A 'learning garden' blooms at Codman Sq. Health Center

Back to front: Eric Dawson of Green City Growers, Codman Summer Interns Katia Antunes, Keianna Grant, Joanna Casimir and Pierson White. Photo courtesy Codman Academy

A new “community learning garden” at Codman Square Health Center has sprouted this summer in the shared backyard between the health center and Codman Academy, creating a green, outdoor classroom as well as a space for hands-on learning about agriculture, nutrition, and food justice.

Developed as part of a partnership and collaboration between Codman Academy and Codman Square Health Center that goes back nearly two decades, the new garden is an example of how community health centers and schools can creatively use small outdoor spaces to promote healthy lifestyles and disease prevention.

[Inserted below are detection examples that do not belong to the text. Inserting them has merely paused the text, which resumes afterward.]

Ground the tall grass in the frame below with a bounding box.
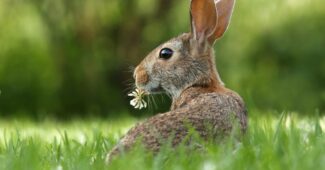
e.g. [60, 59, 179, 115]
[0, 114, 325, 170]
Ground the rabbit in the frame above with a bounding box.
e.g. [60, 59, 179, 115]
[106, 0, 247, 162]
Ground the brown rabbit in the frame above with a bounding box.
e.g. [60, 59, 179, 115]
[107, 0, 247, 160]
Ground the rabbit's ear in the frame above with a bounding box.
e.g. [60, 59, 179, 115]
[209, 0, 235, 43]
[191, 0, 217, 41]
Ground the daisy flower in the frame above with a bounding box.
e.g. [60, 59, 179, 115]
[128, 89, 147, 109]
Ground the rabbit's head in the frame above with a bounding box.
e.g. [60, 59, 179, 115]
[134, 0, 234, 98]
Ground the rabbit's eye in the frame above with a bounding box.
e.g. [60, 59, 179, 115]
[159, 48, 173, 60]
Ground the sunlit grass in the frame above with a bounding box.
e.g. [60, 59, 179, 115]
[0, 114, 325, 170]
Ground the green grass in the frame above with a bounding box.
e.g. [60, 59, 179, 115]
[0, 114, 325, 170]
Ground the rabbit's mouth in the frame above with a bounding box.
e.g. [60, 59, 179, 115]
[140, 85, 164, 94]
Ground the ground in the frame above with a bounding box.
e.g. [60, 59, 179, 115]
[0, 113, 325, 170]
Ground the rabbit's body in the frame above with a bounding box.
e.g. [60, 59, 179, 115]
[108, 0, 247, 162]
[107, 87, 247, 159]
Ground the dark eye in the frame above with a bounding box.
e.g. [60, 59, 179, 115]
[159, 48, 173, 60]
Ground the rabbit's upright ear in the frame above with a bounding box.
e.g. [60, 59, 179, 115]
[209, 0, 235, 43]
[190, 0, 217, 42]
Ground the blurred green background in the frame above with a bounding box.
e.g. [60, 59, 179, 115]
[0, 0, 325, 119]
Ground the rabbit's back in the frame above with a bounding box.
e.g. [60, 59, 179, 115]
[107, 91, 247, 157]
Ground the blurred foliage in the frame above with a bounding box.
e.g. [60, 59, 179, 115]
[0, 0, 325, 119]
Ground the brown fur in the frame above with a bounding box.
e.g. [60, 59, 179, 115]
[107, 0, 247, 163]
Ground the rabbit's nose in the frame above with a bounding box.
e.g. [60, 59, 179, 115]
[133, 65, 149, 85]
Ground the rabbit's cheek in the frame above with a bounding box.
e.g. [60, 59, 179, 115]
[135, 65, 149, 86]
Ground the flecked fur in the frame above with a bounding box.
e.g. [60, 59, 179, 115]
[107, 0, 247, 161]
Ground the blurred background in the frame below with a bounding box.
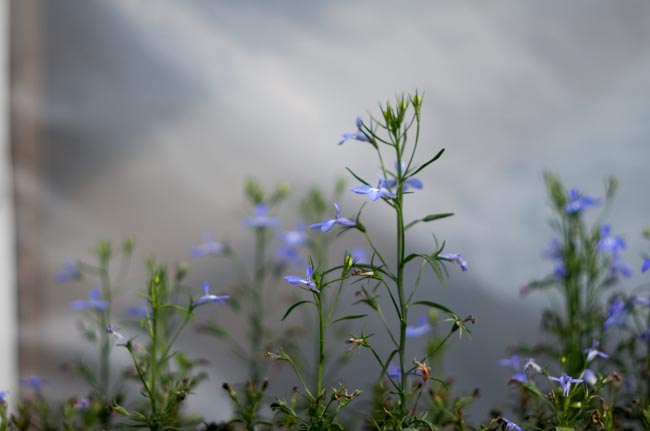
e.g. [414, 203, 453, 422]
[0, 0, 650, 426]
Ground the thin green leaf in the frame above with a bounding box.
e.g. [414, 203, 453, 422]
[281, 300, 312, 320]
[409, 148, 445, 176]
[345, 167, 370, 186]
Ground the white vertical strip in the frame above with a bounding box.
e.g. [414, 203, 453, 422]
[0, 1, 18, 404]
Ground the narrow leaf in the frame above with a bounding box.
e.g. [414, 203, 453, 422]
[409, 148, 445, 176]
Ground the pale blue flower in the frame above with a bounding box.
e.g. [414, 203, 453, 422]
[585, 340, 609, 363]
[190, 232, 226, 258]
[242, 204, 279, 228]
[582, 368, 598, 386]
[438, 253, 467, 272]
[309, 203, 356, 232]
[564, 189, 599, 214]
[106, 325, 127, 344]
[499, 417, 523, 431]
[548, 373, 584, 397]
[54, 260, 81, 283]
[406, 315, 433, 337]
[284, 265, 319, 293]
[339, 117, 370, 145]
[351, 177, 396, 202]
[70, 288, 108, 311]
[194, 281, 230, 307]
[74, 398, 90, 412]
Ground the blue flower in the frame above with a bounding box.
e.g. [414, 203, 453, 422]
[596, 224, 625, 254]
[339, 117, 370, 145]
[564, 189, 599, 214]
[20, 375, 47, 394]
[106, 325, 127, 344]
[284, 265, 319, 293]
[74, 398, 90, 412]
[641, 257, 650, 272]
[190, 232, 226, 258]
[309, 203, 356, 232]
[582, 368, 598, 386]
[497, 418, 522, 431]
[585, 340, 609, 363]
[54, 260, 81, 283]
[194, 281, 230, 307]
[406, 316, 433, 337]
[386, 364, 402, 379]
[604, 296, 627, 329]
[242, 204, 278, 227]
[548, 373, 584, 397]
[351, 177, 396, 202]
[350, 247, 368, 264]
[438, 253, 467, 272]
[70, 289, 108, 311]
[524, 358, 542, 375]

Chetna Naimi, director of that partnership, was a key visionary behind the community garden project along with Caitlin Dwyer-Huppert, education manager of Green City Growers (GCG) in Somerville. GCG, which has been transforming underutilized spaces in Boston and the region into gardens and biodiverse landscapes for 12 years, provided the skills and techniques to bring the plan to life. 

In mid-June, GCG staff installed raised garden beds made of Vermont cedar and a drip irrigation system that waters the garden every 12 hours to ensure high quality crops. The raised beds are 22 inches tall and cover an area of 152 square feet. The garden design features a keyhole shaped garden bed and 24-foot long bed along the pathway through the garden.

The space is designed to maximize growing space and ease of use as an outdoor classroom. Custom-made cedar benches provide inviting, comfortable outdoor seating that can accommodate close to 20 people.

Naimi told the Reporter that the building and maintenance of the garden was also incorporated into the partnership’s summer internship program.

“For the past eight weeks, each Monday morning the interns worked closely with GCG garden instructor and urban farmer, Eric Dawson, to bring life to this community garden,” wrote Naimi. “In summer heat, they filled in the soil in the raised beds, helped spread the mulch, and planted about 18 kinds of vegetables, herbs, and flowers. Crops include, kale, rainbow Swiss Chard, herbs such as basil, lemon balm, and cilantro, and tomatoes, green peas, beans, watermelon, squash, corn, and more.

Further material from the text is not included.